Wednesday, January 10, 2007


I have been thinking about blogging under a pseudonym. It's very useful when one wants to complain about annoying academics or discuss openly feelings of anxiety. Unfortunately it complicates my desire to write about my research interests. I have thought of starting a new blog under my own name so that I could write about my research and try to look smart, but I barely keep up with posting on this one. I don't think anything particularly bad would happen if someone figured out who I am, but don't want my sometimes peevishness to offend, so let me know if I step over the line when talking about someone else.

Here are some things that really get my mind working...

Our Ailing Communities: Public-health advocate Richard Jackson argues that the way we build cities and neighborhoods is the source of many chronic diseases.



wil said...

Great article. In one of my future lives I'm sure to be an architect and/or urban planner.

Chaser said...

I'm a little nervous about this work. I think they have a point, but I get really really nervous when people start talking about "top-down" leadership in planning.

The other thing I get shirty about is the notion that "loss of community" necessarily emanantes from the built environment of cities. I think these folks tend to believe some some romanticized notion of community that existed pre-suburb--like somehow, all the things that drive social exclusion didn't exist in cities prior to sprawl, and that everybody lived in wholesome, Mayberry-type places. Why, for example, are low-density suburbs more to blame for lack of community or obesity than television or inappropriately long work hours?

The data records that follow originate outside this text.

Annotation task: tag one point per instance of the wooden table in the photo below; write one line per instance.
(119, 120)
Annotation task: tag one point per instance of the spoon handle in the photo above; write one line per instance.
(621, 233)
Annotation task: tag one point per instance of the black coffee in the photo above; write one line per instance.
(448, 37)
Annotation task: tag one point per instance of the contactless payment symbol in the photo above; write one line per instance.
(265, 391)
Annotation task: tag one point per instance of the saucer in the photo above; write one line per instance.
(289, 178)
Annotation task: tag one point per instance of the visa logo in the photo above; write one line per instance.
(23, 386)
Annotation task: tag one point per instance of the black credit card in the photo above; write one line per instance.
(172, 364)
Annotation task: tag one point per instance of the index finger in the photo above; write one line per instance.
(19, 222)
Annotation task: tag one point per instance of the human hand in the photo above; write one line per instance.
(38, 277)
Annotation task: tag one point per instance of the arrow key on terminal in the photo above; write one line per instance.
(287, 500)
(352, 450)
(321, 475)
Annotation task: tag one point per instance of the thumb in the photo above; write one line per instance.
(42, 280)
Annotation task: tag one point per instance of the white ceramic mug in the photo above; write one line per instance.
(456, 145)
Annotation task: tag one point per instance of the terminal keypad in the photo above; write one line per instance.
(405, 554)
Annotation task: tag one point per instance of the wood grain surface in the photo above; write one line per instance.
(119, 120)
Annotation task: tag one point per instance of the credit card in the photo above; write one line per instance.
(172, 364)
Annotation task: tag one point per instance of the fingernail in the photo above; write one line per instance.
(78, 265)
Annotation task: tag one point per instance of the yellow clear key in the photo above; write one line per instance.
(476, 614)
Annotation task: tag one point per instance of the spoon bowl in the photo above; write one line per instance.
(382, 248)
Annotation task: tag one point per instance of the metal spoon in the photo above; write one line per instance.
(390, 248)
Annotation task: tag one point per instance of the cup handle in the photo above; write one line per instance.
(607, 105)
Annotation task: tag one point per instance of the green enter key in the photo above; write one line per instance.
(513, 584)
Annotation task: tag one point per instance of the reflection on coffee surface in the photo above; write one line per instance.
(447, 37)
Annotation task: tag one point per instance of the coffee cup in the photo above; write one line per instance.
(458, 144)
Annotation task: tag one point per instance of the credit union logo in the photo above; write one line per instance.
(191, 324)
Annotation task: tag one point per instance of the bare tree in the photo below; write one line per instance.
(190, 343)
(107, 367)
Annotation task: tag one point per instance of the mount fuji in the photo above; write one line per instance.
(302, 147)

James Dunn has an essay that I assign to my students, who are usually absolutely enamored of of the Richard Jackson/Andres Duany/Peter Calthorpe line of thinking. It is important for scholarship, I think, to note Dunn's work because i think he is right about a number of important things that serve as barriers to implementing many of the prescriptions that these advocates put forward.

Breena Ronan said...

Chaser, I completely agree with you. My background is in environmental education which has very romantic ideas about "nature" as well. Last year I read Last Child in the Woods by Richard Louv and as much as I wanted to embrace his ideas about the importance of nature experiences to kids, I'm not convinced that we have much evidence that this is true.

Frankly, new urbanism kind of creeps me out because the dominant design insiration seems to be mid-20th century small town America. This doesn't seem to me to be an appropriate motif for increasingly diverse 21st century American cities. My research actually involves participatory planning (at least I hope it will.)

I could go on and on in response to your thoughts, but I'll save it for an actual post.

The History Enthusiast said...

I totally agree with you, and I've also thought about having two blogs--one personal and one professional. If you decide to do it, I'd love to be a regular reader on both!